Comparing Competing Car Insurance Companies

It’s easy to to be overwhelmed by a dizzying array of numbers whizzing through your mind in the form of car insurance quotes. And you’ve probably already heard that classic bit of wisdom that says “compare apples to apples and oranges to oranges.” But you also need to consider “what tree” those apples and oranges are growing on.

Comparing rates is surely a big part of comparing companies, but it is certainly not all there is to it. Use an online tool like Car Insurance Comparison to get full information on competing car insurance companies that goes beyond “ just the numbers.”

But you also need to know what to look for and how to utilize all of your resources in evaluating your options.

Here are 4 principles to follow as you search for your best deal on car insurance:

1. Check the Complaint Ratios

Once you have a list of prospects to work on, one of the first steps in the narrowing process is to visit your state’s insurance commission website to view complaint ratios. You could also check with the National Association of Insurance website or Consumer Affairs.

Note you aren’t looking for raw data but ratios since insurers have vastly different sized customer bases. And your goal here is simply to steer clear of those companies with the poorest customer service rather than to get really precise with the exact ratios involved.

2. Take the Company’s “Financial Pulse”

While all 50 states have a back-up fund to cover valid claims after an insurance company suddenly goes broke, you don’t want to rely on that kind of a last-ditch resource.

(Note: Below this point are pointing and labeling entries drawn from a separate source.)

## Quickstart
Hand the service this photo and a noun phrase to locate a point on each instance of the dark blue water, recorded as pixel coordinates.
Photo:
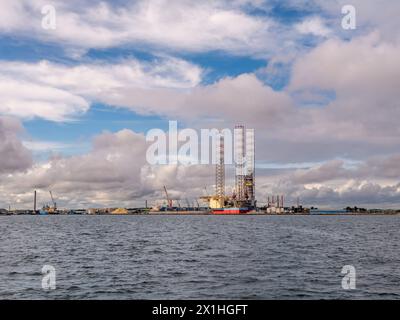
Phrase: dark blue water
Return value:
(204, 257)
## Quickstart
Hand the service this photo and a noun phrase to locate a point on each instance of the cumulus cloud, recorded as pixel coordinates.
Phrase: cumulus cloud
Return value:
(314, 26)
(13, 155)
(114, 173)
(176, 25)
(56, 92)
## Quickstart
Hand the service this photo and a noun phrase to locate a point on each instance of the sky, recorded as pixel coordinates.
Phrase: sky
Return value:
(77, 100)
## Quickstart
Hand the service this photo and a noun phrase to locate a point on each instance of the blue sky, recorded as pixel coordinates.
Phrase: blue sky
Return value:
(320, 98)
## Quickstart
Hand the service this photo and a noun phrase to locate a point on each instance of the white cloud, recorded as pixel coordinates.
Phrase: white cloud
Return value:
(58, 93)
(314, 26)
(13, 155)
(177, 25)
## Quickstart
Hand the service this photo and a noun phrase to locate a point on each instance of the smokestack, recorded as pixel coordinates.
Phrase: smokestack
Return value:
(34, 201)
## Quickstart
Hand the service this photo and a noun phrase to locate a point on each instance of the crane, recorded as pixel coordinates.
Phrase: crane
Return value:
(169, 201)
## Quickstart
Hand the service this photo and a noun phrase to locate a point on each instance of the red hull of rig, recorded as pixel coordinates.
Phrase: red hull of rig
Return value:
(231, 211)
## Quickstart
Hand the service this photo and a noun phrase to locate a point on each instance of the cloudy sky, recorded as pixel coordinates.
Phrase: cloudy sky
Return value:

The same sources (listed above) that give you a car insurance company’s complaint history also give you a run-down of insurers’ financial health. It is always wise to “take a peek” at this vital set of data.

3. Compare With Complete Information

Even when you compare the exact same coverage, unless you enter relatively “complete” information in an online comparison tool, the resulting quotes can be skewed. You may have to dig deeper or call each company up to get a more detailed quote.

For example, some car insurance providers may charge you around twice as much as normal for the same coverage based on a poor credit score. Others may charge students more who have bad grades, a poor driving record, or a DUI.

Gather as much information as possible to conduct a complete comparison, and know which questions to ask insurers about things that could spike your rates well above the initially given quote.

4. Loyalty Should Be Rewarded, Not Punished

Certain insurers practice what they term “price optimization.” This means that they use demographics to speculate on which customers will not leave them if they raise their rates, and then raise them accordingly.

This kind of practice is banned is a number of states, but not in all of them. And it can go on clandestinely too.

Look for companies that lower your rates as a reward for staying with them, if possible, but avoid those that hike them on you because they think they can get away with it.

In Sum

There are numerous other tips we could give out as well, such as avoiding companies whose quotes quickly expire (a high-pressure tactic) or who try to “trap you” or get an extra month’s premium out of you based on tricky cancellation policies.

But the grand lesson is simple: look for a company that not only offers low rates but also “treats you right.”